SADNESS OF THE HEART.
Basically, I’m a very-happy person. I don’t depend on anyone but me-- for my happiness. I have thousands of acquaintances, but no family, and very-few close friends. In fact, last year, Death took my closest friend.
For the last several weeks, I’ve experienced a deep sadness--much-like grieving the loss of a great love. At times, the sadness is so emotionally-intense---I have no choice but cry.
Such serious sadness occupies my mind during the day and much of my nighttime hours. Dreams often wake me and I’m instantly-flooded with past events--replayinging in my mind. I know-- everything in my life has a reason and a purpose.
February was the month—two years ago--- I was scheduled to return to China for ten days. Two years ago marked my thirty year anniversary/celebration to commemorate the “FIRST EVER” journey-- by a woman—of THE GREAT WALL OF CHINA. My project was called: ALL THE WALL and-- like 30 years ago-- I had successfully arranged sponsors from both China and America--so my return to China’s Great Wall would be FREE to me. China’s Leaders had also arranged for me to meet with North Korea’s Leader, Kim Jon Un so I could experience a specific section of The Great Wall that “overlaps” North Korea’s border. I’d been so emotionally-excited and anticipating this wonderful reunion with my old friend---The Great Wall—for months and then----The World Stopped.
Is it any wonder I feel such sadness, such grief, such loss?!?!? I never realized--until now--that fulfilling a childhood dream-- like mine--seldom happens to most dreamers. Yes. It was a great love that lived in my heart for nearly a lifetime so---why wouldn’t I want to return to--briefly--re-live my life-changing journey?!?!?!? Why wouldn’t I want to return to China and re-unite with my wonderful friend---The Great Wall?!?!?
In 1990—after finishing my journey of China's Great Wall, I returned to America. But, my journey had changed me; my life would never be the same again. Somehow, I’d become a different person after fulfilling my lifetime dream. I remember crying when I wrote the following words, as I tried to explain my feelings but-- my tears were always happy tears:
“The more I mature, the less I allow ugliness from my past to invade my present. Instead, I block-out the ugliness with memorable moments. My Great Wall remembrances are never far away—they find me when I’m sitting in traffic, walking by the fast-moving river, or watching smoke-trails from a highflying jet. The Wall is with me when I smell wetness on mossy rocks, or jog through frost-covered grass. My memories often consume me and, like stepping into cold rain on a scorching-hot day, my body shivers with anticipation. I close my eyes and, in an instant, I’m back on The Wall.

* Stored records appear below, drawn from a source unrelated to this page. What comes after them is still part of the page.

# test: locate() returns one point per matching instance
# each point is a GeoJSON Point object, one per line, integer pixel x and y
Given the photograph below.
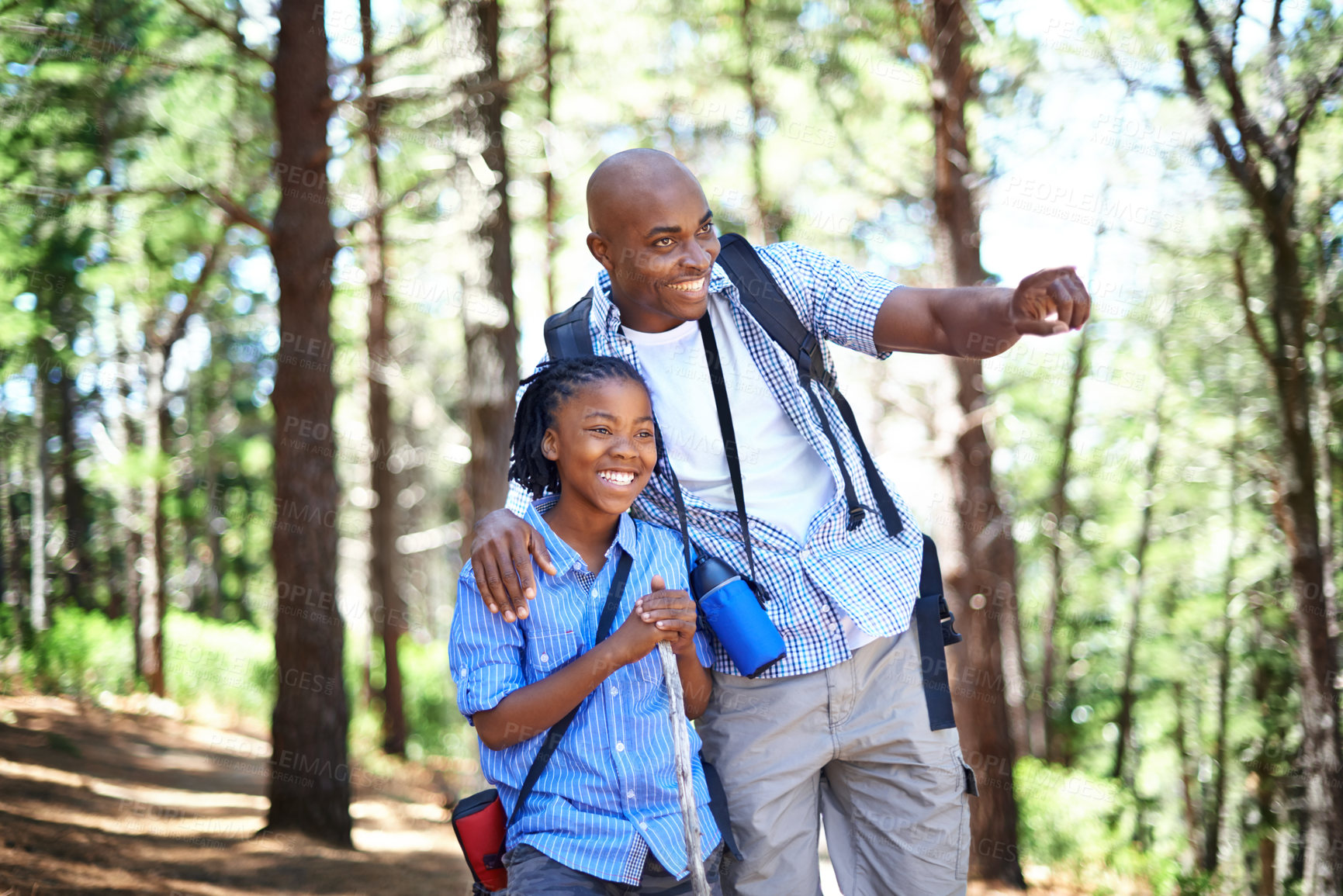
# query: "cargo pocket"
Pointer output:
{"type": "Point", "coordinates": [971, 789]}
{"type": "Point", "coordinates": [549, 650]}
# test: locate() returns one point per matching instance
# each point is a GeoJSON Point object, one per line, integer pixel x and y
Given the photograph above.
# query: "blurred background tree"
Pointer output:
{"type": "Point", "coordinates": [269, 280]}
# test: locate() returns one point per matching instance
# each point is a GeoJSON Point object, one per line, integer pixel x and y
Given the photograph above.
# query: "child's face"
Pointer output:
{"type": "Point", "coordinates": [604, 444]}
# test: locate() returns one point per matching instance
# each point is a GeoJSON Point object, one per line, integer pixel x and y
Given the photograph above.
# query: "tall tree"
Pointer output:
{"type": "Point", "coordinates": [490, 337]}
{"type": "Point", "coordinates": [1127, 695]}
{"type": "Point", "coordinates": [552, 194]}
{"type": "Point", "coordinates": [1260, 140]}
{"type": "Point", "coordinates": [990, 558]}
{"type": "Point", "coordinates": [384, 598]}
{"type": "Point", "coordinates": [1048, 739]}
{"type": "Point", "coordinates": [309, 790]}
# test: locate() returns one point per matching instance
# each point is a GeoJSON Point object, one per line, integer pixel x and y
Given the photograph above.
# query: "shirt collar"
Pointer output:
{"type": "Point", "coordinates": [609, 316]}
{"type": "Point", "coordinates": [566, 558]}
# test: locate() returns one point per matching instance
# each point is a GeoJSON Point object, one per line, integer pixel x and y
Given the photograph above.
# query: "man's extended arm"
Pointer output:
{"type": "Point", "coordinates": [981, 321]}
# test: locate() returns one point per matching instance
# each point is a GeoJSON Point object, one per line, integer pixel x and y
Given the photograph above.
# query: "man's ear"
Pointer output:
{"type": "Point", "coordinates": [602, 251]}
{"type": "Point", "coordinates": [551, 446]}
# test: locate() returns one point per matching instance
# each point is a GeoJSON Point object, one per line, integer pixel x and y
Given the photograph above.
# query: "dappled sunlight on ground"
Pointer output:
{"type": "Point", "coordinates": [95, 801]}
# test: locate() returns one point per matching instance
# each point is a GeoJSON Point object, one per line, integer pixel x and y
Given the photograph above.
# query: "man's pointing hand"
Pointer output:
{"type": "Point", "coordinates": [1049, 301]}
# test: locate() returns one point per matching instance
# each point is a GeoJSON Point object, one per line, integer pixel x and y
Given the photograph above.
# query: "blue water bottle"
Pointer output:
{"type": "Point", "coordinates": [736, 617]}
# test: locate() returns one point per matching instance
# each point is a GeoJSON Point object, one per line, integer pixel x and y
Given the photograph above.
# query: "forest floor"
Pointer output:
{"type": "Point", "coordinates": [97, 801]}
{"type": "Point", "coordinates": [102, 800]}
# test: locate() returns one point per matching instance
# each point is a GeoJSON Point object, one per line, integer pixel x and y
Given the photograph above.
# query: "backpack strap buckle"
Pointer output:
{"type": "Point", "coordinates": [948, 620]}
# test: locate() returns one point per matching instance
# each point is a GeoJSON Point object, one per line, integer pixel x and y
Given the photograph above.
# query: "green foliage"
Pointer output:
{"type": "Point", "coordinates": [1083, 824]}
{"type": "Point", "coordinates": [81, 655]}
{"type": "Point", "coordinates": [224, 666]}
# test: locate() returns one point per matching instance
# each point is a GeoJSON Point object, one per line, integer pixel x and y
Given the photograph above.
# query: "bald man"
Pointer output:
{"type": "Point", "coordinates": [837, 730]}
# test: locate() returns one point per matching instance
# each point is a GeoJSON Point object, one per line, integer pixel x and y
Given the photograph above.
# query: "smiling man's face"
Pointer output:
{"type": "Point", "coordinates": [653, 231]}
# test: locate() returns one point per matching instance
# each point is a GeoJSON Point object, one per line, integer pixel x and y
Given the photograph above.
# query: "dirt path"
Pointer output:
{"type": "Point", "coordinates": [109, 802]}
{"type": "Point", "coordinates": [99, 801]}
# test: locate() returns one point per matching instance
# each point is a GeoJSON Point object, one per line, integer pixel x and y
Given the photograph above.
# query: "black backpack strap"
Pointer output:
{"type": "Point", "coordinates": [729, 435]}
{"type": "Point", "coordinates": [771, 308]}
{"type": "Point", "coordinates": [933, 621]}
{"type": "Point", "coordinates": [567, 334]}
{"type": "Point", "coordinates": [556, 732]}
{"type": "Point", "coordinates": [767, 304]}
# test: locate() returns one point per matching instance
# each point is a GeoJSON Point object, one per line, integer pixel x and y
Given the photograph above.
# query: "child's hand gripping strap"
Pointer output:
{"type": "Point", "coordinates": [556, 732]}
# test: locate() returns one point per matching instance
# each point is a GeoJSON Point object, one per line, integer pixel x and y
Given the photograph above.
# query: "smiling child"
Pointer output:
{"type": "Point", "coordinates": [604, 817]}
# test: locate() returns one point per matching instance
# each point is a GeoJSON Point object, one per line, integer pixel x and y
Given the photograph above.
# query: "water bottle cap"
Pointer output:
{"type": "Point", "coordinates": [709, 574]}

Those are the times I can touch the wind, hear the silence, and share aloneness—all under a brilliantly-blue, open-parasol sky—that speaks only Chinese. I share those moments with tears filling my eyes, running down my face, dripping from my chin....and I don’t stop them. Tears are my evidence, my emotional reminders. Yes, I was really there.
The magic comes from knowing my—“Once upon a time”— began with a nine year old girl, a teacher, a geography book--and a Dream.”
UPDATE: These days---judging from the escalating tensions between China and America—there is no chance I will be allowed to return to China, ever-again, under any circumstances. I suspect it will be years before there is any trust or even a hint of friendship between the two countries. YET--The Great Wall of China—and I will stay Forever Friends. The BOND between us will never take a “backseat” to politics. I’ll keep you updated if/when I’m able to activate my long-delayed plans.
PS. The day WILL come (only God knows the exact day) when I WILL return to China and my old friend, The Great Wall---and I WILL stay together---forever.